Toute cette musique sonne faux et même l’orchestre n’y croit pas. La professionnalisation du secteur ne sert plus que des désirs de vigiles de la culture, d’agents de sécurité des expériences sensibles de l’art, de CDD de la déradicalisation, de service civique de la peur. Il faut reprendre notre souffle car nous avons beaucoup couru sans jamais un moment de répit. Et ainsi nous avons validé sans le vouloir cette économie culturelle qui nous tue, cette couverture trop petite que l’on tire dans tous les sens. Et la seule solution qui s’offrait alors à nous était d’inventer un lieu de consommation, une petite industrie culturelle désirable et obéissante qui ferait semblant qu’elle ne met pas dehors les présences et les corps dangereux. Nous pensons qu’il y a d’autres voies possibles. Il nous faut arrêter de courir pour les explorer et découvrir ce que la culture pourrait devenir, dans un monde qui décide de ne plus accélérer et prend conscience de ses limites. Et ce faisant, invente une autre écologie de pratiques, une autre manière de partager et de produire un bien commun. Et les vies qui vont avec. La parole politique est devenue vitesse pure, elle ne doit plus nous traverser sans encombre, elle doit sentir la matière dont nous sommes faits, dont est fait le lieu qui nous habite, une hospitalité rugueuse, un alliage qui a de la mémoire.

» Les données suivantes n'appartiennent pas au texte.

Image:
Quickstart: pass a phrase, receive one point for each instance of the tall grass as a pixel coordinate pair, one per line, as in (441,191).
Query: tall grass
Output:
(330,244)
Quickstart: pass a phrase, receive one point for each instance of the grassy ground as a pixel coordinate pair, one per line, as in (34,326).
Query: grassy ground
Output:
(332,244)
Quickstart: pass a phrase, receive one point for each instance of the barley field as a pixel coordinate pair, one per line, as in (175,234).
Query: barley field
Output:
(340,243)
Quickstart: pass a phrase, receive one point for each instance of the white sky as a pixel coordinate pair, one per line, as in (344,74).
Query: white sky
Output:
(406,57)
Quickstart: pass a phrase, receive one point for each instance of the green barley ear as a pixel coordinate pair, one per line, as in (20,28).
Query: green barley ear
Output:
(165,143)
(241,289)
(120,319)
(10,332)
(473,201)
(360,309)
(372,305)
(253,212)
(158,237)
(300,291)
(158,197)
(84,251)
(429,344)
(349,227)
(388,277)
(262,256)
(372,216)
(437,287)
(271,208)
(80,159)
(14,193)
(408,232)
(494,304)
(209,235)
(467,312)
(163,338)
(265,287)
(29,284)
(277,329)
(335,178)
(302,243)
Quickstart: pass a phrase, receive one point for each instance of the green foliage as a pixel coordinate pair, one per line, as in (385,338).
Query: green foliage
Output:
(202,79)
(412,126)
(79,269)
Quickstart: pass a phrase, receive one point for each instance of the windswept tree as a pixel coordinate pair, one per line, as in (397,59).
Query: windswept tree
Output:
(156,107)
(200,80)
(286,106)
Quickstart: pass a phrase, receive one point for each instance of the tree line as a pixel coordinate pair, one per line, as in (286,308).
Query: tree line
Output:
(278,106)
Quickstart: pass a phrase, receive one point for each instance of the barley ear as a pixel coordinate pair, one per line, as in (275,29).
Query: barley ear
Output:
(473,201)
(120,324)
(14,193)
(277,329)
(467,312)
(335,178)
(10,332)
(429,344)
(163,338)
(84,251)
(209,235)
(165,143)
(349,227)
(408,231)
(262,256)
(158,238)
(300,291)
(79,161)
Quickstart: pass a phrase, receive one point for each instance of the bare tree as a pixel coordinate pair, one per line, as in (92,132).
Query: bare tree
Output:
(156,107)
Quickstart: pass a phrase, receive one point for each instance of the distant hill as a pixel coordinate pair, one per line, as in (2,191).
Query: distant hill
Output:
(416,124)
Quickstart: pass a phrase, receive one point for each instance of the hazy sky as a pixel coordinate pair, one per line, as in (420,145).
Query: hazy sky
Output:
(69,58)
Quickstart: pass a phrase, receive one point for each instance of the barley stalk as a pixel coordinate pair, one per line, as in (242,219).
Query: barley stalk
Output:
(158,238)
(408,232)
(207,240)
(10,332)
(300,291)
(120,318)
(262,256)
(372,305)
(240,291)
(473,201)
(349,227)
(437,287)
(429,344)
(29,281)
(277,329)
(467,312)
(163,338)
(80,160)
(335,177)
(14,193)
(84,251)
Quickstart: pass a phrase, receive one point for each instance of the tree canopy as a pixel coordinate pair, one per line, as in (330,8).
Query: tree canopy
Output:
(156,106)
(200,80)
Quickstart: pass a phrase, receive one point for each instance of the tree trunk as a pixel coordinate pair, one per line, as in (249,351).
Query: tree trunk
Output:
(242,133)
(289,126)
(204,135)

Khiasma s’en va donc. Il faut apprendre à disparaître. A devenir une fable qui agit et empoisonne. Que d’autres vont rejouer, défaire et refaire ailleurs. Et la belle ne viendra pas mendier sa survie. C’est ainsi. Restes d’une conscience de classe, comme on disait au XXème siècle. Nous allons bientôt veiller autour de la morte élégante qui fait des clins d’œil du fond de son cercueil. Nous soustraire au regard dans son sillage. A ceux qui ont pris mandat pour détruire, nous disons que nous faisons alliances avec les morts, que nous chérissons la cendre qui nourrit les futurs. A ceux qui font économie de la violence et lustrent les statues de banquiers, nous disons que nous ferons notre retour dans un autre corps et un visage sale. Ce n’est pas commun de dire au revoir ainsi, on aimerait une tribune qui réclame quelque chose. Nous ne réclamons rien. Nous sommes là.

On se dit donc tout juste au revoir et à bientôt.